Uncompressed is also ideal for storage, but if you need to do so to conserve space limit compression to your 3rd backup copy.

To make sure your backup system is working properly, test your system periodically. Try to retrieve data files and make sure you can read them.

Need more help? The UK Data Archive provides additional guidelines on data storage, backup, and security.

Consideration of file formats

​As technology changes, researchers should plan for both hardware and software obsolescence and consider the longevity of their file format choices to ensure long term readability and access.
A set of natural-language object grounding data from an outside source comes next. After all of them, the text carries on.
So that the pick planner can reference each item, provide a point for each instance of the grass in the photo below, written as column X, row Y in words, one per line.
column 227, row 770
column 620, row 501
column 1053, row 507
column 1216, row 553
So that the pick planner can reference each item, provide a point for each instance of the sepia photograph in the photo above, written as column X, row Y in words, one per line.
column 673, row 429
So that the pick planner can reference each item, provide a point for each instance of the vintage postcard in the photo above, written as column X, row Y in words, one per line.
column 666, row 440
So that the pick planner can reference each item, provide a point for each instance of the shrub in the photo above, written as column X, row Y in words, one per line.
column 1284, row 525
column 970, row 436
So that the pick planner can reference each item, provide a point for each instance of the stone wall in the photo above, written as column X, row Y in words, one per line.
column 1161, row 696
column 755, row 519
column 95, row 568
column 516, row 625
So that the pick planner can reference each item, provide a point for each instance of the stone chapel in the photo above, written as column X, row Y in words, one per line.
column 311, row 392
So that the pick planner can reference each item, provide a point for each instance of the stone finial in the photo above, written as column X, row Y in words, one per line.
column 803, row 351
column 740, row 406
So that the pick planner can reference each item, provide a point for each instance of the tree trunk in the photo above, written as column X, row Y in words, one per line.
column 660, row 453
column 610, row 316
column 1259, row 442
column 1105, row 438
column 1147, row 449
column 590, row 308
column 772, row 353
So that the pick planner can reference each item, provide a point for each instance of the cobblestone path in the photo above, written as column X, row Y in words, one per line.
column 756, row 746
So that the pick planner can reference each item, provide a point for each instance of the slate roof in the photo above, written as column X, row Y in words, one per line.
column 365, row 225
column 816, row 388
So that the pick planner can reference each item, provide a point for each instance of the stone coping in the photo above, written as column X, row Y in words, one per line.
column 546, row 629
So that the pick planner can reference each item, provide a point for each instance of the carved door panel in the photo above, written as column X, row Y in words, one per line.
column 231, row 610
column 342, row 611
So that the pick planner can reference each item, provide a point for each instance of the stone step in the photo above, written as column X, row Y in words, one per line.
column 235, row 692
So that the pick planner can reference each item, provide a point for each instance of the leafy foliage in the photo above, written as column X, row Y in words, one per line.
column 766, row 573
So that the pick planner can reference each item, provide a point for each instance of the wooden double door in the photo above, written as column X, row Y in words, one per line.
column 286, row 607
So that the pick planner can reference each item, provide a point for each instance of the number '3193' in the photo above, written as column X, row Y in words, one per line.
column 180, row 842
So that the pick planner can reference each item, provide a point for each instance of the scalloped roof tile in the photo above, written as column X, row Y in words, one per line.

File formats more likely to be accessible in the future have the following characteristics:

  • Non-proprietary
  • Open, documented standard
  • Common usage by research community
  • Standard representation (ASCII, Unicode)
  • Unencrypted
  • Uncompressed

Examples of preferred file format choices include:

  • ODF, not Word
  • ASCII, not Excel
  • MPEG-4, not Quicktime
  • TIFF or JPEG2000, not GIF or JPG
  • XML or RDF, not RDBMS

Consider migrating your data into a format with the above characteristics, in addition to keeping a copy in the original software format. If you deposit your data in a repository, your files may be migrated to newer formats, so that they’re usable to future researchers.

W&M Libraries Data Services

William & Mary Libraries will archive datasets and their documentation in W&M ScholarWorks, supporting the data through changing technologies, media, and data formats.  William & Mary Libraries provides guidance and support for all aspects of the data lifecycle, from planning data management strategy through preserving data at the conclusion of the project, and works with researchers to insure this process includes appropriate documentation and requirements for data integrity. 

A standardized metadata record for the data will be added to repository. This record includes a standardized data citation with a Digital Object Identifier (DOI) to provide permanent linking and access, gives credit to the research team, and enables users to obtain a copy of the product.  W&M Publish provides public, open access to the deposited data, via full-text searchable records, making them discoverable through Google, Google Scholar, and other large search engines.

Read more on how to submit your data here

Dataset Submission Instructions

  1. Contact your liaison librarian (or Hargis Library for VIMS) to discuss your research data needs and procedures for file transfer.
  2. Complete the Dataset Information Form (below) including all information available/applicable
  3. ​Submit  Dataset Information form and data to librarian as instructed. Librarian will provide further information.
  4. Upon receipt of confirmation email from librarian, update all other online references and citations to the data set with assigned DOI. Include DOI in all future references to data set.